BeefWellington 4 years ago
You've never authored a SQL query that does things like check special functions that don't exist in a table?
For example:
select @@version
- fragmede 4 years ago
  
  Seems easy enough to work around with a magic table name in this hypothetical future reworked dialect of SQL?
  from @@special select version
  
  1 reply →

barrkel 4 years ago

It's a fair sentiment, but it can be handled without losing directional flow and composability, some of the bigger advantages of reworking SQL.

One idea would be along the lines of a function prototype: a declaration, up front, about the columns and types that a query is expected to return. It's a good place to put documentation, it's redundant information which should protect against mistakes but not so redundant that it would be too taxing - the author should know what the query returns. The prototype would only be used for validation of column names and types.

Another idea would be requiring the last element in a query to be a projection, a bit like the return statement in a function body: here's what I'm returning out of the grand set of symbols available (e.g. via various joins) in scope from previous operations in the flow.

samatman 4 years ago

I'm also completely unfamiliar with the PRQL syntax, outside of right now.

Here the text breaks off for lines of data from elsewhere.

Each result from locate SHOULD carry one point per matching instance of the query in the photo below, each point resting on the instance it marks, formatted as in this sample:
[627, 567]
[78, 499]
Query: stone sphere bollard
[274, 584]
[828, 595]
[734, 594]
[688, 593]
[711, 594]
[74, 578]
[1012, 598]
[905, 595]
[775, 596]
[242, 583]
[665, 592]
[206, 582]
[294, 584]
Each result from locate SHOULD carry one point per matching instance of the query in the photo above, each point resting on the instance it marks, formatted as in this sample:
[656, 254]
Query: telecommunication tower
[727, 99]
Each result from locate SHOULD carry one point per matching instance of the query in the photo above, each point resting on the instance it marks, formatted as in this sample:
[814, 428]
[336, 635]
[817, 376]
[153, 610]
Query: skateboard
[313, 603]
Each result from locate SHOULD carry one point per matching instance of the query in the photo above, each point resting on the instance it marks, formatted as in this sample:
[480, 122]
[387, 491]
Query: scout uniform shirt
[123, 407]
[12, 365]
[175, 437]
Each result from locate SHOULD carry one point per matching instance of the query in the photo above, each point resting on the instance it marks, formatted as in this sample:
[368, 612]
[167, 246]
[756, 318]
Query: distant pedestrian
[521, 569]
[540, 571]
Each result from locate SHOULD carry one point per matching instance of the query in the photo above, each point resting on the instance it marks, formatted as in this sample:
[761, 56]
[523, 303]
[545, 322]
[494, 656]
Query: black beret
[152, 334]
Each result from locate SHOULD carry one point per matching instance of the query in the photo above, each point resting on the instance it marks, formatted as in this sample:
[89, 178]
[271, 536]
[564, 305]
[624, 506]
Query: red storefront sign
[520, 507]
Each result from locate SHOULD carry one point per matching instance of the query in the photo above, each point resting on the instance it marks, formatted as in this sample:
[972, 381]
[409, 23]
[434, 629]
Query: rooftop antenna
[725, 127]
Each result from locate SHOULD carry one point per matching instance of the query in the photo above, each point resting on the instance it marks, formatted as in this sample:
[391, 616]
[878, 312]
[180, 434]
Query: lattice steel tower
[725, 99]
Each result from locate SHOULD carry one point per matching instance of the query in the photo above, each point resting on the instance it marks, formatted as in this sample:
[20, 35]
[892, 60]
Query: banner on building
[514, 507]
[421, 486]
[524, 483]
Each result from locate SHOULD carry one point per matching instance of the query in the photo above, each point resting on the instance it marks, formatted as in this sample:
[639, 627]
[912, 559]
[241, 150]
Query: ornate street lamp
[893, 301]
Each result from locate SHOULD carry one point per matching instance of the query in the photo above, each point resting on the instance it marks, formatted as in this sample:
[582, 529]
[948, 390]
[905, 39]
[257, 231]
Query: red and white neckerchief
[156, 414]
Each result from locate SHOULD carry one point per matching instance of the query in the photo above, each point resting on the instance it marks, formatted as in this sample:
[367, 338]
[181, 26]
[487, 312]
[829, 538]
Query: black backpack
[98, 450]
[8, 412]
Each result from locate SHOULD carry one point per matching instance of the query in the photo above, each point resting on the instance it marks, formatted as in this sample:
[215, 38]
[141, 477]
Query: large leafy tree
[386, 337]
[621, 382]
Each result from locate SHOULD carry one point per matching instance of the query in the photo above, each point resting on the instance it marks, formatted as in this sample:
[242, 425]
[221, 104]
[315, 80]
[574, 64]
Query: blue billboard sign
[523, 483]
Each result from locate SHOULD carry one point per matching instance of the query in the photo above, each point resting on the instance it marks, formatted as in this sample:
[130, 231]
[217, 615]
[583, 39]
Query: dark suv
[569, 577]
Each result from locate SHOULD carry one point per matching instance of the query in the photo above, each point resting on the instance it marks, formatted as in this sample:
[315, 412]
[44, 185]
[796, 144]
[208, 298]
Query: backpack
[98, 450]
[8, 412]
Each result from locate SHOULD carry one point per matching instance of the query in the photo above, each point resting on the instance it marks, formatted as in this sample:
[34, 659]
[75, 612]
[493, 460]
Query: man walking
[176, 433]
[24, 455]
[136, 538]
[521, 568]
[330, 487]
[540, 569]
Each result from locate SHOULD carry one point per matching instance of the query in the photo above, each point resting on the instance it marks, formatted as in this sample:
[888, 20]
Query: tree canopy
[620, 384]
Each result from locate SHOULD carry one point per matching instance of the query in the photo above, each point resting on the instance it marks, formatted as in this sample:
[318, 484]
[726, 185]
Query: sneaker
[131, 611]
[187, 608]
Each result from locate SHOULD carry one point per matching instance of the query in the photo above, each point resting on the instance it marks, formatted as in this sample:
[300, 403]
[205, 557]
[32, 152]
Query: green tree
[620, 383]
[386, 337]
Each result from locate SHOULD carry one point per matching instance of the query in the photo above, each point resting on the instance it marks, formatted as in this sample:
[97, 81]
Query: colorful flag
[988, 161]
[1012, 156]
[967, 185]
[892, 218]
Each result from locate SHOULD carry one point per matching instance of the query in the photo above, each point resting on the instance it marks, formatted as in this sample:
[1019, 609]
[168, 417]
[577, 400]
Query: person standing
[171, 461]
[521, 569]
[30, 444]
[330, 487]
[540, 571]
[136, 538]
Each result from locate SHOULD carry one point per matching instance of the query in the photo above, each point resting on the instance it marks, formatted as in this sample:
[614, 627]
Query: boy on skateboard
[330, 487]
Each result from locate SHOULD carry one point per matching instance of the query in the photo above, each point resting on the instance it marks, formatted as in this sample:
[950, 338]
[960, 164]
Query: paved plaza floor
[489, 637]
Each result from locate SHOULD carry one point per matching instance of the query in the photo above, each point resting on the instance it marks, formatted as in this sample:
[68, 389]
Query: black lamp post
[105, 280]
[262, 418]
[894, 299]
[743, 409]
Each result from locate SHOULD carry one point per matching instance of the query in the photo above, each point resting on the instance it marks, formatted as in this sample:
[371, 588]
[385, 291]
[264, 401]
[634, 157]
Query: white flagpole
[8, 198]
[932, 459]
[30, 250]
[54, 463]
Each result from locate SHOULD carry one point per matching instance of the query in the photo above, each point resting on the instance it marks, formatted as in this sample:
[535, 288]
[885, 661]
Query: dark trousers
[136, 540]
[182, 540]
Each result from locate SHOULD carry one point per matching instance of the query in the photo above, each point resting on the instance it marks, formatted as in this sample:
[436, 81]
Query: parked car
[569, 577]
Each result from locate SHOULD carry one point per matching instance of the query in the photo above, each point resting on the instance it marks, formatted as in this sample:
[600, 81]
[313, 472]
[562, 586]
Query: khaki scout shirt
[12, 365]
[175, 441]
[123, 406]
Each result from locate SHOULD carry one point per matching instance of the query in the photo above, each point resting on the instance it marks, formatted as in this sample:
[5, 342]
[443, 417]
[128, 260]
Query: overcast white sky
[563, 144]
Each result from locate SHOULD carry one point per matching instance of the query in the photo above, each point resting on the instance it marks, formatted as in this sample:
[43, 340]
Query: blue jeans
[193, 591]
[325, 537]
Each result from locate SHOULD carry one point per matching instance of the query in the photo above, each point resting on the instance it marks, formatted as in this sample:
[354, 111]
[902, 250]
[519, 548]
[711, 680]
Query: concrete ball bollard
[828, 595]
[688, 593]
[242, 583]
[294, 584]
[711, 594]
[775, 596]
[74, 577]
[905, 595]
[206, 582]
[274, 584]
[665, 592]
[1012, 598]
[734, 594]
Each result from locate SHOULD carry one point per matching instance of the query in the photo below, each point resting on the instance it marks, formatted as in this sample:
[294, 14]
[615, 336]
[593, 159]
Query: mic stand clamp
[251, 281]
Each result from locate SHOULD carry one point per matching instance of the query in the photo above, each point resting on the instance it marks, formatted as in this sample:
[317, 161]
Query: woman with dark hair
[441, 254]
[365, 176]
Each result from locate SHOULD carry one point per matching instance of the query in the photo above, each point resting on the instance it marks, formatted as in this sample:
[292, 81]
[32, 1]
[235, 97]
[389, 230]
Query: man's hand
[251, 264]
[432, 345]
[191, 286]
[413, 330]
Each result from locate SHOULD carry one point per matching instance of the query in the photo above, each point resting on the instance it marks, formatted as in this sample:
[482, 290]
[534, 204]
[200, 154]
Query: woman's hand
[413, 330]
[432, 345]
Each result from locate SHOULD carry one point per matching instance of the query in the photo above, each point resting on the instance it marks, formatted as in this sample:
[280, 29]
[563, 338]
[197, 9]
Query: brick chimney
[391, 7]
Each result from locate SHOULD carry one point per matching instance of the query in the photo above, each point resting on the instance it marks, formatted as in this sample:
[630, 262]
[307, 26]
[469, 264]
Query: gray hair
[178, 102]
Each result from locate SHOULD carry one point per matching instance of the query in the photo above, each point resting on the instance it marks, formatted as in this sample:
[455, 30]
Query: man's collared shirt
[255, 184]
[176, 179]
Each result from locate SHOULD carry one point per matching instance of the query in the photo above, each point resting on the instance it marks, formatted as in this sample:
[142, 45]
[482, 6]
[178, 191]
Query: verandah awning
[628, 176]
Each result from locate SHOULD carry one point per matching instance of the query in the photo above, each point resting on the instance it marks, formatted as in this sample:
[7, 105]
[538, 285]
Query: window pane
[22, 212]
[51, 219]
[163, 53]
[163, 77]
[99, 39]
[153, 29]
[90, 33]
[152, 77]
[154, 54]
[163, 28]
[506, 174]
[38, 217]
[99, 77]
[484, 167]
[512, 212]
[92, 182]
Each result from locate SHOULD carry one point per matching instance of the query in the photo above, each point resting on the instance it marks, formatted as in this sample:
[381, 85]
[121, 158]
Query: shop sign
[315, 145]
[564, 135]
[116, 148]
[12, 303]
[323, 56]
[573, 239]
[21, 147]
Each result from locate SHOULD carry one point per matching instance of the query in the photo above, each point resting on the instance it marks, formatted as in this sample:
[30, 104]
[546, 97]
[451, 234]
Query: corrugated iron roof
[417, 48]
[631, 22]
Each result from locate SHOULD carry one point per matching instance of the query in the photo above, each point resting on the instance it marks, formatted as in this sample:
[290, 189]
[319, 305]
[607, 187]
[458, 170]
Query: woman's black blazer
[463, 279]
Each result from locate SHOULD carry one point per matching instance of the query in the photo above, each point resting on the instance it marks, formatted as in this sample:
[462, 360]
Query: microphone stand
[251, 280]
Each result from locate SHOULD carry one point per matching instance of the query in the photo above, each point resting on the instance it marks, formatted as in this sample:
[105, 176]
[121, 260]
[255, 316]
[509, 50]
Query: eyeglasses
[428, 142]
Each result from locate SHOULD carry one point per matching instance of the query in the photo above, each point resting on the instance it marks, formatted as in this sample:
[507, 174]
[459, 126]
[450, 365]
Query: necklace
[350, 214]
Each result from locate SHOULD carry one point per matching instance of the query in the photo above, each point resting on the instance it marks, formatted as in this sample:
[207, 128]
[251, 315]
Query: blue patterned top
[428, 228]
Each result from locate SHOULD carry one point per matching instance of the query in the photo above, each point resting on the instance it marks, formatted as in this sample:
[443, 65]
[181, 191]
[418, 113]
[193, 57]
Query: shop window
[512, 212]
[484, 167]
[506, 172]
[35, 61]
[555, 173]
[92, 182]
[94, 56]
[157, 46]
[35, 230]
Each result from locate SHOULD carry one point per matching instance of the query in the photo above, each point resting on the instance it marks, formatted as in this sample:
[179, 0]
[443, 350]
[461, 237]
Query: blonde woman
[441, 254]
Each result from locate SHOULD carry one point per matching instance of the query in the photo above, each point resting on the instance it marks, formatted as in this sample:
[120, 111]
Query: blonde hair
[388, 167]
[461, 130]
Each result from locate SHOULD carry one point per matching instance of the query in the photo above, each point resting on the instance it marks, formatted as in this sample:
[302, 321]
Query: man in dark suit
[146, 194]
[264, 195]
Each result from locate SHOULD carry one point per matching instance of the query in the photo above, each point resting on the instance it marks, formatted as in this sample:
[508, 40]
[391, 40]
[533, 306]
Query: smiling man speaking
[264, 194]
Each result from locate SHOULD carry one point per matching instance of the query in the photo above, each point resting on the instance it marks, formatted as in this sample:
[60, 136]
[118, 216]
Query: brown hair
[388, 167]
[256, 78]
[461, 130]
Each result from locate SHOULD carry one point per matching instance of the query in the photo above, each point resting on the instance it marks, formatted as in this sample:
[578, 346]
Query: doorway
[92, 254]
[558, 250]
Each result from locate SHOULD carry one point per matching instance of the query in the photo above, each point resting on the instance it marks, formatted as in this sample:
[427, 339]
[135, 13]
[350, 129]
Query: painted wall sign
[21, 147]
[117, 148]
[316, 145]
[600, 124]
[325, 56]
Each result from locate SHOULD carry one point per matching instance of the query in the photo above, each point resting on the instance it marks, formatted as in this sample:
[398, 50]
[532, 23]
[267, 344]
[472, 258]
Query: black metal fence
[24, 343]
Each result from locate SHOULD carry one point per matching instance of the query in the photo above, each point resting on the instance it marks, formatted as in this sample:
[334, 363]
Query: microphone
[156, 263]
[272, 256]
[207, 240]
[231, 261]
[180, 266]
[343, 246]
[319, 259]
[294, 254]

Reading the comment however, it would seem that `let` adds columns which are implicitly returned in the order they are defined.

I do see benefits in this, and can imagine pitfalls. Hard to judge without kicking the tires.

Update: It's quite possible we saw different syntax!

https://news.ycombinator.com/item?id=30063266

Without the `let` I would imagine having trouble reading it as well, I'm not sure if that would go away with familiarity but my instinct is that it's a useful addition.

KerryJones 4 years ago

This feels like a English-language thing. In english we tend to put our adjectives first, it feels natural, "Where is my red, round ball?", rather than some other languages (like German) where you put the subject first. Equivalent of "Where is my ball, red & round?"

While it inherently feels unnatural I do agree with the others here that the context is actually easier to understand once over the initial uncomfort.

zigzag312 4 years ago

_from_ is kind of one of the most important context about the data being returned. It provides the type information. Columns you select are just properties of that type.

In SQL, where _from_ is placed at the end, we are essentially writing equivalent of 'property.object'; eg.: name.person, age.person

mcsoft 4 years ago

Both CTEs and this idea address the same problem: poor readability of complex SQL queries. Compared to CTEs, the author takes the idea to split the complex query into parts to the next level.

To your point - a solid IDE will show you what's being processed at each line (or returned, if the cursor is on the last line) - in an autocomplete window or a side panel.